What happened once you took the modeling opportunity?
I went to Paris; I was only 16 years old. I had an idea of what modeling would be like. I thought the agency would take care of me and help me, but they didn’t. They just put a map in my hand and sent me to castings. I didn’t even know what a casting was! I was too shy and too afraid of looking stupid to even ask.
That must have been difficult being so young.
It’s difficult when you’re a teenager: Your body is developing and you’re being objectified. I was always told that I was fat, or how I was too much this or too little that, or I wasn’t good enough…just constantly being put down a lot. The modeling industry for me in Europe at that time was really, really dark.
What were some dark things that you experienced?
The photographers my agency sent me to were slimeballs. The agents I worked with were extremely manipulative. There were a lot of drugs around, and a lot of girls that got in trouble. It was like a jungle! There were a lot of dangerous situations.
Uh oh, what kind of dangerous situations?
Diane Sayer did a 60 Minutes about modeling agents who were drugging and raping girls. I was with one of those agents! It was an extremely dark time for me. I basically had to escape Paris.
What made you keep going despite these dark times? What kept you from quitting or going back home?
I think there’s a spirit that sort of pushes through. Somehow I knew that I just had to go through the fire. I had made this decision, and I was gonna go for it.
What valuable lessons did you learn through such experiences?
It taught me a lot and gave me a lot of life experience, and an education you could never even dream of paying for. Traveling alone in Europe, I had to learn very quickly how to be an adult and how to survive in a predatory world.
How were you able to survive?
I always stood up for myself, and I think that’s why I am here today. I never did drugs, and I was always fighting through and making sure I was protecting myself. The most important thing for me was that I had faith. I was always writing. I always knew that I had a bigger plan for myself. One day I would tell my story. I never really felt like this was the end-all for me.
How were you able to get yourself through the tough times?
If you look at life as being a character in your own movie, it makes it much more endurable. If you’re going through something painful, that’s a story. I’ve gone through a lot of pain in my life, and I always look at it as, “This is the part of the story when…” That would be my way of getting through it. Then, I would write about it. It’s all about the journey. Life is a journey and a struggle.
What is something you hope to accomplish that you haven’t already?
I think that I’ve come to the point in my life where I’m able to hopefully inspire younger people and help them.

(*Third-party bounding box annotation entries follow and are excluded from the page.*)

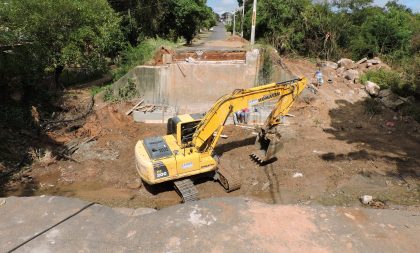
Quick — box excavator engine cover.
[251,127,283,164]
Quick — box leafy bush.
[360,69,401,89]
[360,69,416,97]
[113,38,177,81]
[364,98,382,118]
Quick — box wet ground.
[1,57,420,209]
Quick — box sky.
[207,0,420,14]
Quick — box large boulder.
[365,81,381,97]
[337,58,357,70]
[366,57,381,65]
[336,67,346,76]
[356,57,367,65]
[378,89,407,110]
[378,89,394,98]
[323,61,338,69]
[343,69,359,82]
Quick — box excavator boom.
[192,78,307,163]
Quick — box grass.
[360,69,415,97]
[364,98,382,118]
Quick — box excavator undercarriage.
[134,78,307,202]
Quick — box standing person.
[314,69,324,87]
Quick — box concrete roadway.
[0,196,420,253]
[207,23,226,41]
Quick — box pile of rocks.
[321,57,412,110]
[322,57,382,83]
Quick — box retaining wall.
[113,50,259,113]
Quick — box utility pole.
[232,10,236,35]
[251,0,257,45]
[241,0,246,38]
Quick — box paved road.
[0,196,420,253]
[207,23,226,41]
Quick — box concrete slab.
[0,197,420,252]
[0,196,89,252]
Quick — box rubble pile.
[318,57,413,110]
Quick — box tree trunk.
[54,66,65,90]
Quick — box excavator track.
[174,178,198,203]
[216,164,241,192]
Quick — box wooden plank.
[125,99,144,116]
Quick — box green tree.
[351,5,414,57]
[0,0,123,87]
[172,0,208,44]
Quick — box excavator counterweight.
[134,78,307,201]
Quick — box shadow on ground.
[0,88,66,197]
[320,100,420,178]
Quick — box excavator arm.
[191,78,307,161]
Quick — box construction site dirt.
[2,59,420,209]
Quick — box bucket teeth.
[250,153,264,165]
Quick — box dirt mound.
[4,56,420,211]
[226,35,249,44]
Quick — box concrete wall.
[114,50,259,113]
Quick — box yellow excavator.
[134,78,307,202]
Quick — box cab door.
[175,148,200,174]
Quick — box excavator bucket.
[251,128,283,165]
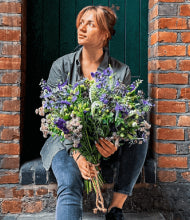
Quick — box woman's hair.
[76,6,117,42]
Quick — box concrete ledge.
[1,212,165,220]
[20,158,56,185]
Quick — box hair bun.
[112,29,115,36]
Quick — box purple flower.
[130,83,135,91]
[115,80,120,87]
[60,100,71,105]
[58,80,67,90]
[44,86,51,92]
[91,72,96,78]
[72,96,77,102]
[54,118,69,134]
[91,71,101,78]
[96,83,102,89]
[100,93,109,104]
[143,100,152,106]
[103,67,113,76]
[115,103,123,111]
[73,83,79,90]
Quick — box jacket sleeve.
[123,66,131,86]
[47,60,67,88]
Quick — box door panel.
[21,0,148,161]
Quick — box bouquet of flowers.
[36,67,152,213]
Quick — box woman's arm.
[73,150,95,180]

I think our duty in life is when we go through things ourselves, hopefully we learn from them to make us better people, and then to be there for somebody else who’s going through the same thing.

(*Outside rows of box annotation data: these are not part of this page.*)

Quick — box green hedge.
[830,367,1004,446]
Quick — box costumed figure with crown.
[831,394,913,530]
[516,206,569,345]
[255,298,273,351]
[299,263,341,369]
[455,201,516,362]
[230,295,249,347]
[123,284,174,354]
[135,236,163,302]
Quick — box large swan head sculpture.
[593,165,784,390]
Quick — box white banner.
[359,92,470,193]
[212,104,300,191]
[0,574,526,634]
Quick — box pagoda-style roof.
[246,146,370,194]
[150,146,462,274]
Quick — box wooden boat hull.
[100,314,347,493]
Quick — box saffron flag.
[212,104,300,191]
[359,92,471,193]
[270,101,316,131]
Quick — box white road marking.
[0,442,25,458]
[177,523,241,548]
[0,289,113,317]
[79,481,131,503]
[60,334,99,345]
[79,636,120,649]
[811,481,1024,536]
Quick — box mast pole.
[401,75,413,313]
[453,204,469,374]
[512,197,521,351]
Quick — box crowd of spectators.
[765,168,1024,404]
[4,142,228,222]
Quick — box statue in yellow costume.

Why did you choose to do what you do?
We are so isolated and alone in our own universe, I think we all just want to be known. I’m not talking about fame, I’m talking about just being known and being seen. I want my soul to be known and shared with other people to feel that connection.
What advice do you have for those who dream of being in the entertainment industry?
Take control of your own career. There are SO many possibilities to create your own career: YouTube, blogging, vlogging, podcasting… Don’t wait for opportunities, create them yourself. You can’t just sit around waiting for a manager or an agent to create opportunities for you—you have to do it yourself. It is a really good time for artists. There are so many possibilities to do things ourselves. Don’t let people define you. Keep your eye on your goals and on your dreams.